Index of a multidimensional array

Question

Lower level languages, such as C and C++ actually have no concept of multidimensional arrays. (Other than vectors and dynamic arrays) When you create a multidimensional array with

int foo[5][10];

This is actually just syntactic sugar. What C really does is create a single contiguous array of 5 * 10 elements. This

foo[4][2]

is also syntactic sugar. This really refers to the element at

4 * 10 + 2

or, the 42nd element. In general, the index of element [a][b] in array foo[x][y] is at

a * y + b

The same concept applies to 3d arrays. If we have foo[x][y][z] and we access element [a][b][c] we are really accessing element:

a * y * z + b * z + c

This concept applies to n-dimensional arrays. If we have an array with dimensions D1, D2, D3 ... Dn and we access element S1, S2, S3 ... Sn the formula is

(S1 * D2 * D3 ... * Dn) + (S2 * D3 * D4 ... * Dn) + (S3 * D4 ... * Dn) ... + (Sn-1 * Dn) + Sn

The challenge

You must write a program or function that calculates the index of a multidimensional array according to the formula above. Input will be two arrays. The first array is the dimensions, and the second array is the indices. The length of these two arrays will always be equal and at least 1.

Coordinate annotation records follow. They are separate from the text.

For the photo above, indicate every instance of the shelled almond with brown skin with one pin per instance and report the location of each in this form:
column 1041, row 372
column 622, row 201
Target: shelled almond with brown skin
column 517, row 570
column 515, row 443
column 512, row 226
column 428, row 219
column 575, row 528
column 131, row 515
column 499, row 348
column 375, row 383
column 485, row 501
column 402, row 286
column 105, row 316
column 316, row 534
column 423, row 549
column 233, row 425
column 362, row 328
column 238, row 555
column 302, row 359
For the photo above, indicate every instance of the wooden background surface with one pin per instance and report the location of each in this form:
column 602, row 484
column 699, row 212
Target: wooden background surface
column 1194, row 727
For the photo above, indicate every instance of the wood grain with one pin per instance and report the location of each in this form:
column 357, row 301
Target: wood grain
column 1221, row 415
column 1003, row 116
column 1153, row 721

You can safely assume that every number in the arrays will be an non-negative integer. You can also assume that you will not get a 0 in the dimension array, although a 0 might be in the indices. You can also assume that indices will not be larger than the dimensions.

Test IO

Dimensions: [5, 10]
Indices: [4, 2]
Output: 42

Dimensions: [10, 10, 4, 62, 7]
Indices: [1, 2, 3, 4, 5]
Output: 22167

Dimensions: [5, 1, 10]
Indices: [3, 0, 7]
Output: 37

Dimensions: [6, 6, 6, 6, 6, 6, 6, 6, 6, 6]
Indices: [3, 1, 5, 5, 3, 0, 5, 2, 5, 4]
Output: 33570178

Answer 1

APL, 1 byte

⊥

Test it on TryAPL.

Answer 2

J, 2 bytes

#.

Where there's an APL, there's a J! Kind of. Takes dimensions as left arg and index as right arg. "Indexing a multidimensional array is essentially mixed base conversion."

Answer 3

JavaScript (ES6), 34 bytes

(d,a)=>a.reduce((r,i,j)=>r*d[j]+i)

Surely reduce must be better than map.

Answer 4

Python, 43 bytes

f=lambda x,y:x>[]and y.pop()+x.pop()*f(x,y)

Test it on Ideone.

Answer 5

Jelly, 7 6 bytes

Ṇ;żḅ@/

Try it online! or verify all test cases.

How it works

Ṇ;żḅ@/  Main link. Arguments: D (list of dimensions), I (list of indices)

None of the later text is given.